Condenação severa de manifestante suscita reflexão sobre os limites da atuação penal e o compromisso inafastável com os princípios constitucionais.
A decisão da Primeira Turma do Supremo Tribunal Federal que condenou a cidadã Débora Rodrigues dos Santos a 14 anos de prisão, em razão de sua participação nos lamentáveis episódios de 8 de janeiro, impõe uma necessária reflexão acerca da aplicação do princípio da proporcionalidade no âmbito penal e do papel moderador das mais altas cortes em uma democracia constitucional.
É inegável que a preservação da ordem democrática exige vigilância permanente, sobretudo em tempos de radicalização e ataques às instituições. Todavia, é justamente nos momentos de maior tensão que o Estado deve reafirmar seu compromisso com a ponderação, a razoabilidade e a moderação, sob pena de, inadvertidamente, vulnerar os próprios fundamentos que busca proteger.
A imputação a Débora, por atos como a pichação da estátua “A Justiça”, de crimes gravíssimos como golpe de Estado e abolição violenta do Estado Democrático de Direito, culminando em uma pena de rara severidade, revela uma interpretação jurídico-penal que, embora tecnicamente fundamentada, não deixa de causar perplexidade sob a ótica da justa medida entre conduta e sanção.
O Direito Penal moderno, herdeiro das conquistas iluministas, edificou-se sobre a premissa inarredável de que a resposta estatal ao delito deve observar a necessidade estrita, a adequação e a proporcionalidade, sob pena de degenerar em instrumento de arbítrio. Cortes constitucionais ao redor do mundo têm reiteradamente afirmado que o rigor excessivo é tão atentatório à dignidade humana quanto a leniência injustificada.
Neste contexto, o voto minoritário do ministro Luiz Fux, propondo reprimenda de 1 ano e 6 meses, com substituição por medidas alternativas, e a posição intermediária do ministro Cristiano Zanin, que sugeriu 11 anos, evidenciam que havia espaço legítimo para uma dosimetria penal menos draconiana, mais alinhada à natureza dos atos praticados e à ausência de violência pessoal.
Ao enveredar pelo caminho da punição exemplarizante, a maioria da Primeira Turma expõe a Suprema Corte a questionamentos inevitáveis sobre a calibragem do seu rigor e sobre o compromisso insubstituível com a garantia dos direitos fundamentais. A percepção pública de que a Justiça possa ser instrumento de afirmação política é corrosiva para a confiança nas instituições, cuja autoridade se funda na imparcialidade e na prudência.

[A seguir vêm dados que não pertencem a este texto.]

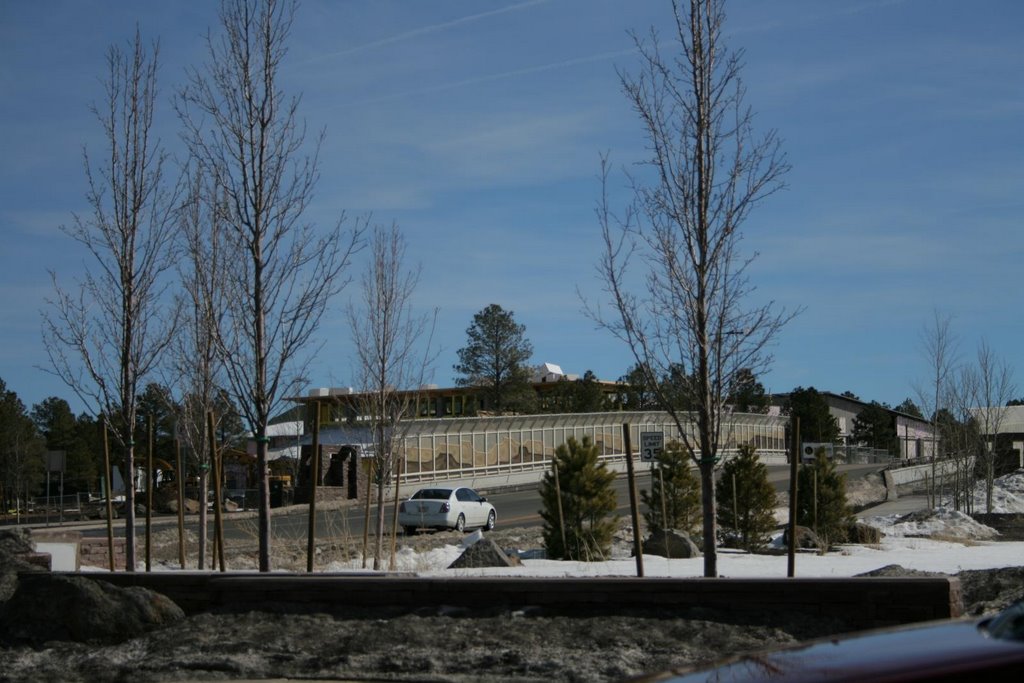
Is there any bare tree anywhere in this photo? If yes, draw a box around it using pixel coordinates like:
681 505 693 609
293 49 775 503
914 310 971 500
43 32 175 571
974 339 1017 513
590 0 795 577
169 164 226 569
348 224 437 569
178 0 361 571
913 310 958 456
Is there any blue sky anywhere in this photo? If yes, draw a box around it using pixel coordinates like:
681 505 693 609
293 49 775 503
0 0 1024 410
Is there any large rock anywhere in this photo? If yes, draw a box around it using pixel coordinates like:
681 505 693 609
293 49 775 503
449 539 519 569
0 528 49 607
846 522 884 545
782 526 821 550
641 528 701 559
0 573 184 644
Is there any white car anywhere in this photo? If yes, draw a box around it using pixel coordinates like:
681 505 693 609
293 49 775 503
398 486 498 536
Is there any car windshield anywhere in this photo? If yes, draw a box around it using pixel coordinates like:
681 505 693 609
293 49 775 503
412 488 452 501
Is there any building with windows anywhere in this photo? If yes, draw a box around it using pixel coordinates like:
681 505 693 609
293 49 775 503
769 391 939 460
293 376 786 498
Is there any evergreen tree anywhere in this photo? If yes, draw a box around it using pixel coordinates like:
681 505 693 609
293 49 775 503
893 398 925 420
615 366 658 411
32 396 103 494
726 368 771 415
0 379 46 510
715 444 777 551
852 401 899 454
797 449 853 548
788 387 839 443
640 441 700 535
455 303 537 415
540 436 615 561
539 370 608 414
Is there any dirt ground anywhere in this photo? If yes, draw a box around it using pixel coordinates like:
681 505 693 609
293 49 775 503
6 520 1024 683
0 475 1024 683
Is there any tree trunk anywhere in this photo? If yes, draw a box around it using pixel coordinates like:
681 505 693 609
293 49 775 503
124 445 135 571
700 460 718 579
196 470 210 570
256 436 270 571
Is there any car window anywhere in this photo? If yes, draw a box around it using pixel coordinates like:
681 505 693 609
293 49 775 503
412 488 452 501
456 488 480 503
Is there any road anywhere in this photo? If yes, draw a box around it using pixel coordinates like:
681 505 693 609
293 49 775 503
74 465 881 541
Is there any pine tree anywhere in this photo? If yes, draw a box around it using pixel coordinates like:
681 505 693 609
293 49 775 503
715 444 776 552
640 441 700 535
797 449 853 549
540 436 615 561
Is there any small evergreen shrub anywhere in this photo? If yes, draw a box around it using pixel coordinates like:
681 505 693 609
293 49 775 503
540 436 616 562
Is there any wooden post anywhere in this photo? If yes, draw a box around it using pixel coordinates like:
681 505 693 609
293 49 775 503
145 413 157 571
623 423 643 577
174 438 185 569
551 456 568 556
387 460 401 571
206 411 227 571
103 417 115 571
811 464 827 536
651 467 672 560
732 472 741 536
306 401 319 572
362 458 374 569
785 415 800 579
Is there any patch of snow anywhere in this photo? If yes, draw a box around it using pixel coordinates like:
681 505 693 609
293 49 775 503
870 508 999 541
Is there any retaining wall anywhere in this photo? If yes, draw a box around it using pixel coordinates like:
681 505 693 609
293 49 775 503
79 571 962 630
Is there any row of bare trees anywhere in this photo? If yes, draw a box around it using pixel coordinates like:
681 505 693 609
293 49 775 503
914 311 1017 512
38 0 429 571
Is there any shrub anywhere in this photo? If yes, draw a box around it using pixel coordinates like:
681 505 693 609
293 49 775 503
715 444 776 551
540 436 615 561
797 449 854 549
640 441 700 536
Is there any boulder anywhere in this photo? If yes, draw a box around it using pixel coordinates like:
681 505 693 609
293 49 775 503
449 539 520 569
846 522 884 545
782 526 821 550
0 528 49 606
0 573 184 645
641 528 701 559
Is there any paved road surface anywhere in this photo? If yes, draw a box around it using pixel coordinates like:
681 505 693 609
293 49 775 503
64 465 897 541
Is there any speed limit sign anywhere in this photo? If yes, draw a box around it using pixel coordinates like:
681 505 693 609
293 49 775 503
640 432 665 462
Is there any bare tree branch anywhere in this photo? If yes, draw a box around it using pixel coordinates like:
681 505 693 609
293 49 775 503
348 224 437 569
585 0 796 577
43 31 176 570
178 0 362 571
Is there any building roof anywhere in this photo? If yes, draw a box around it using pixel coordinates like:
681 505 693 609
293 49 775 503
971 405 1024 434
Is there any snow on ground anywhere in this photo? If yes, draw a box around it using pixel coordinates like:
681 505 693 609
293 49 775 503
327 470 1024 578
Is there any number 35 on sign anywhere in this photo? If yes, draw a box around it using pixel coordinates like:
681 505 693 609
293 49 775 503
640 432 665 461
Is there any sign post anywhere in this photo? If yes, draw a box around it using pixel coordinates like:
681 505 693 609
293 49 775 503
640 432 665 463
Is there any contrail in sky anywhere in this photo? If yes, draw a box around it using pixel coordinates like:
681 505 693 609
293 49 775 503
338 47 636 109
309 0 550 61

O verdadeiro fortalecimento do Estado Democrático de Direito não se realiza pela retaliação exacerbada, mas pela aplicação serena, firme e equilibrada da lei, capaz de assegurar à sociedade que a Justiça, ainda que vigilante, permanece fiel aos valores da moderação, da equidade e do respeito irrestrito às liberdades públicas.
A democracia brasileira não se afirma pela retaliação, mas pela confiança renovada de que, mesmo nos momentos mais difíceis, suas instituições permanecerão submetidas, antes de tudo, à supremacia dos princípios que lhes dão sentido.
“Não podemos usar de inteligência artificial.”
“Nem apenas de Publique-se e cumpra-se”
“Aos nossos rigores da lei”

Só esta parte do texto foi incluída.